The Gift of DNA

I was folding the laundry so I didn’t actually see the commercial, I just heard it, but I nearly hit the ceiling. One of the big ‘trace your family history’ websites was suggesting that people give genealogical DNA reports as holiday gifts to loved ones. I’m sure that finding out you’re 50% Scotch or 100% Eastern European, might be amusing, but can you imagine the scene around the Christmas Tree or at the table full of latkes when the members of a family open their reports and discover…That they are NOT all pretty much the same.

Imagine the tall, thin, dark-eyed sibling “discovering” that he has a family history that doesn’t match his short, chubby, grey-eyed brother? One report might say 50% Greek/50% Scotch-Irish, while the other report was 80% Scotch-Irish/20% German. Just picture the brothers looking at mom and wondering… Not to mention what dad would think.

The story possibilities are unlimited.

Now, for some of us, a DNA-based analysis of our ancestry is simply going to confirm what we already know. I’ve seen enough photos of my maternal grandmother’s family to know where my cousins and I get our curly hair and hazel eyes. I’ve got other traits from my dad’s side and nothing—not even my (lack of) height is a surprise. I wonder if a little wildcard DNA—perhaps the evidence of a great grandmother’s dalliance with a stranger visiting her shtetl (Yiddish for a small town) would pop in the report. There might be a little story in that.

But the commercial brought to mind big, ugly family scenes, conflicts over wills, accusations of adultery and even a murder or two. Do those website folks have any idea what they might inspire?

A hair selfie...

A hair selfie…

 

Comments

  1. -giggles- I love the hair selfie but HATE the idea of cheap DNA testing ruining lives.
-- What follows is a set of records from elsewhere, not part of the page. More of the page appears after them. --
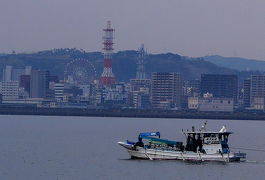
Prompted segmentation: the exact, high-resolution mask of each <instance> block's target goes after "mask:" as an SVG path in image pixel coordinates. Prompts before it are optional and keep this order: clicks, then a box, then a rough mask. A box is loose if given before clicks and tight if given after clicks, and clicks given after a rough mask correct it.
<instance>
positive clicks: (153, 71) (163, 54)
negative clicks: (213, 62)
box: [0, 49, 259, 81]
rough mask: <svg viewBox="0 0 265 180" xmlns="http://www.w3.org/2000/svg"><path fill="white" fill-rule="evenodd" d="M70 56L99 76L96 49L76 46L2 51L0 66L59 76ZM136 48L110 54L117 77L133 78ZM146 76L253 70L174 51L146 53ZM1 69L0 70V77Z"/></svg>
mask: <svg viewBox="0 0 265 180" xmlns="http://www.w3.org/2000/svg"><path fill="white" fill-rule="evenodd" d="M74 58H86V59H88V60H89V61H90V62H91V63H92V64H93V65H94V66H95V68H96V71H97V75H98V76H99V75H100V74H101V72H102V70H103V56H102V54H101V53H100V52H85V51H83V50H78V49H54V50H47V51H41V52H37V53H28V54H4V55H2V56H0V70H1V69H3V68H4V67H5V66H6V65H12V66H14V68H21V67H24V66H28V65H31V66H32V67H33V68H35V69H46V70H50V72H51V74H54V75H58V76H59V77H60V79H63V75H64V69H65V66H66V64H67V63H68V62H70V61H71V60H73V59H74ZM136 62H137V51H133V50H131V51H120V52H117V53H115V54H114V56H113V72H114V74H115V75H116V77H117V79H118V80H119V81H129V79H131V78H135V74H136V67H137V65H136ZM145 67H146V72H147V76H148V77H150V76H151V72H180V73H181V74H183V77H184V79H200V75H201V74H202V73H212V74H237V75H238V76H239V79H241V80H243V79H245V78H247V77H249V76H250V74H253V73H259V72H252V71H239V70H234V69H231V68H226V67H221V66H218V65H216V64H214V63H211V62H209V59H208V60H207V61H205V60H204V59H203V58H189V57H183V56H180V55H178V54H172V53H167V54H149V55H148V56H147V57H146V65H145ZM1 76H2V73H0V77H1Z"/></svg>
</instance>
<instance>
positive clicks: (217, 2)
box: [0, 0, 265, 60]
mask: <svg viewBox="0 0 265 180" xmlns="http://www.w3.org/2000/svg"><path fill="white" fill-rule="evenodd" d="M2 1H3V2H2V3H1V6H0V20H1V28H0V53H11V52H12V51H13V50H14V51H16V52H37V51H41V50H49V49H54V48H78V49H84V50H85V51H88V52H94V51H101V49H102V29H103V28H104V27H105V26H106V21H107V20H111V21H112V25H113V27H114V28H115V30H116V32H115V38H116V39H115V46H114V47H115V51H116V52H117V51H122V50H131V49H132V50H136V49H137V48H138V47H139V46H140V44H142V43H144V44H145V47H146V48H147V50H148V52H150V53H155V54H156V53H167V52H172V53H177V54H180V55H183V56H190V57H202V56H207V55H221V56H226V57H243V58H250V59H259V60H265V11H264V7H265V1H260V0H223V1H219V0H200V1H198V0H163V1H162V0H141V1H140V0H134V1H128V0H111V1H109V0H89V1H87V0H46V1H41V0H23V1H21V0H2Z"/></svg>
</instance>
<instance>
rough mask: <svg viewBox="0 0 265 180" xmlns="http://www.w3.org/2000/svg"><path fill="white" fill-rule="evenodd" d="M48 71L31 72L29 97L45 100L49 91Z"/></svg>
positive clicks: (40, 70) (48, 72) (36, 71)
mask: <svg viewBox="0 0 265 180" xmlns="http://www.w3.org/2000/svg"><path fill="white" fill-rule="evenodd" d="M49 74H50V73H49V71H45V70H32V71H31V76H30V77H31V78H30V97H31V98H46V93H47V90H48V89H49Z"/></svg>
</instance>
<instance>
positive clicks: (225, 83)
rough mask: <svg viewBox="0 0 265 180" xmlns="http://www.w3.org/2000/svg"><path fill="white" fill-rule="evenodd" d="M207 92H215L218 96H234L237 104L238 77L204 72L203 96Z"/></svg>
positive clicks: (233, 98) (213, 93)
mask: <svg viewBox="0 0 265 180" xmlns="http://www.w3.org/2000/svg"><path fill="white" fill-rule="evenodd" d="M205 93H210V94H213V97H216V98H232V99H233V101H234V103H235V104H237V96H238V78H237V76H236V75H228V74H202V75H201V96H202V95H203V94H205Z"/></svg>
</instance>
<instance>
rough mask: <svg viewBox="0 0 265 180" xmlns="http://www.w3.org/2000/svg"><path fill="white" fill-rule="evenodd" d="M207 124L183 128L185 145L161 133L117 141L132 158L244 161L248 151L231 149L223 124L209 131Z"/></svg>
mask: <svg viewBox="0 0 265 180" xmlns="http://www.w3.org/2000/svg"><path fill="white" fill-rule="evenodd" d="M206 124H207V123H204V125H203V126H202V128H201V129H199V130H198V131H196V130H195V128H194V127H192V130H191V131H189V130H187V131H183V130H182V133H183V134H184V135H185V137H186V142H185V144H184V143H183V142H181V141H172V140H167V139H162V138H161V137H160V132H144V133H140V134H139V136H138V141H137V142H132V141H128V140H127V141H124V142H118V144H119V145H121V146H122V147H124V148H125V149H126V150H127V151H128V153H129V155H130V156H131V158H140V159H149V160H183V161H221V162H232V161H245V160H246V153H241V152H231V151H230V149H229V146H228V137H229V135H230V134H232V132H228V131H227V129H226V127H225V126H223V127H222V128H221V129H220V131H207V130H206Z"/></svg>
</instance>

Like you, I resemble all my relies so no chance of adoption or other shenanigan there. Nevertheless, getting that confirmed by DNA would imply both a complete lack of trust and a horrible invasion of privacy.

    Of course with fiction, I could be a little more flexible. 😀

    • Candy Korman

      Glad you get it. The Ancestry DNA report could be a crazy opener for a story—or an out-of-the-box way to wrap-up a novel, but it’s a strange idea for a holiday present in real life. We all know people who simply don’t look like the rest of their family. The truth might be a painful revelation—a rape, an affair, a secret adoption—or it could be absolutely nothing. But the idea of a family group opening up their reports together and unveiling evidence of a mystery.

    • Candy Korman

      And I was thinking BLACKMAIL and the crazy sibling competition that comes from competing claims on an estate.